The majority of hybrid sensor/response regulator signal transduction systems was identified in the membrane or intracellular fraction (9 of 12), some of which responded specifically to laminarin (GFO_1684, 1697 and 2345), but this response was insignificant in comparison with glucose-grown cells (Supplementary Table S9). Also, high numbers of sensors and regulators of conventional non-hybrid two-component systems were determined in the proteome (28 of 62 predicted signal transduction elements, 45%). However, except for a few glucose-induced response regulators (GFO_1017, 1420 and 1778), most of these proteins showed no differential expression. These findings, together with the omnipresence of various two-component signaling proteins under all substrate conditions, suggest a constitutive function, in which rather specificities than high quantities of signal transduction systems mediate the distinct upregulation of polysaccharide-associated genes. We observed a limited expression of ECF-sigma/anti-sigma factors (6 of 21 genes; 29%), which indicates that sensing of alginate, laminarin and glucose was not predominantly carried out via TonB-dependent transducers (TBDRs that are linked to a cytoplasmic sigma factor by inner membrane-localized anti-sigma factors; Koebnik, 2005). Instead, sensing was likely initiated by TBDR-enabled uptake of oligosaccharides into the periplasm in conjunction with (hybrid) two-component signal transduction to the cytoplasm. Only one sigma/anti-sigma system (GFO_1018-19) and an ECF-type sigma factor (GFO_3248) had an elevated expression in laminarin-supplied cultures, however, these genes were not found adjacent to a TBDR gene.

Glycan-specificity and suggested functional assignments of proteins with unknown functions

Of all identified proteins, 27% were annotated as hypothetical ones.

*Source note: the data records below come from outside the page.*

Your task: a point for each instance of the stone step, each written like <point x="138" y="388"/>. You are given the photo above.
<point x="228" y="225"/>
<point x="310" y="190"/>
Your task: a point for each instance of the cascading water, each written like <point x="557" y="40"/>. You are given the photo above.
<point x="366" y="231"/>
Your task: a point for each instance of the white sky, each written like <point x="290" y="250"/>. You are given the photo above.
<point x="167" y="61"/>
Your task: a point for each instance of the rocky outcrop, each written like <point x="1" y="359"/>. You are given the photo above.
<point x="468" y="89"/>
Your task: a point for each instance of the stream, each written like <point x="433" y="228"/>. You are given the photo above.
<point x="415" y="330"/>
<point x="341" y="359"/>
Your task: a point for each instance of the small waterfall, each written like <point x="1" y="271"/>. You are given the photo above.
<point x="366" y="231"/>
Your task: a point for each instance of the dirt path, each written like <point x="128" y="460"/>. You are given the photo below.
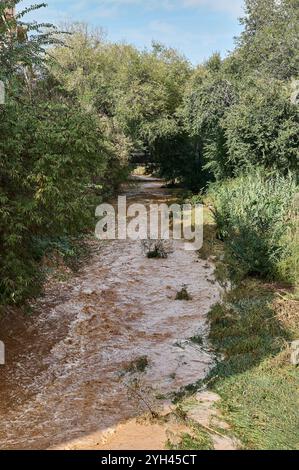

Of these hypothetical proteins, 70 displayed laminarin- or alginate-dependent expression (Supplementary Tables S6 and S7) and were predominantly detected in the membrane-bound fraction. Presence of the two polysaccharides resulted in increased expression levels of proteins that were likely involved in outer membrane assembly and maintenance of the cell envelope’s integrity (alginate-dependent GFO_0835 and 1564; laminarin-dependent GFO_0244). Moreover, laminarin induced a marked upregulation of an imelysin-like protein with putative laminarin-binding function (GFO_2514) and its neighboring hypothetical protein (GFO_2515; Supplementary Figure S7). A variety of proteins with unknown functions also seemed to participate in TonB-dependent transport in laminarin-grown cultures (GFO_0462, 2190 and 2728). In addition a TonB-like hypothetical protein (GFO_2900) showed increased expression in glucan-supplied cells. Its functional assignment is supported by a similar membrane expression pattern detected for the associated TBDR component ExbD (GFO_2902). Furthermore, a laminarin-dependent putative SprE-like gliding protein (GFO_3274) and an alginate-dependent hydrolase (GFO_0138) were upregulated in polysaccharide-supplied cultures.

Ecological implications

G. forsetii’ KT0803 is able to specifically respond to the presence of the algal polysaccharides laminarin and alginate. Its glycan utilization strategy comprises a distinct regulation of regulons with mostly cell surface proteins that allow for binding, uptake and degradation of complex sugars. The availability of either laminarin or alginate induced two PULs that share common characteristics (TBDR, SusD, PKD and CAZymes). Upregulation of the PKD-domain-containing proteins and laminarinases or alginate lyases, respectively, was restricted to these major PULs and thus highlights the importance of such clusters for polysaccharide decomposition. Moreover, the presence of homologs of PUL-encoded genes in related marine Flavobacteriaceae indicates a conserved glycan utilization process. To accommodate the varied composition and complexity of polysaccharides, PULs seem to be organized as matching modules, in which genes can be rearranged, modified, added or removed in order to allow an evolutionary adaptation to the breakdown of specific substrates. Accordingly, utilization of the low-complexity substrate laminarin involves a smaller PUL compared with that of the more complex polysaccharide alginate.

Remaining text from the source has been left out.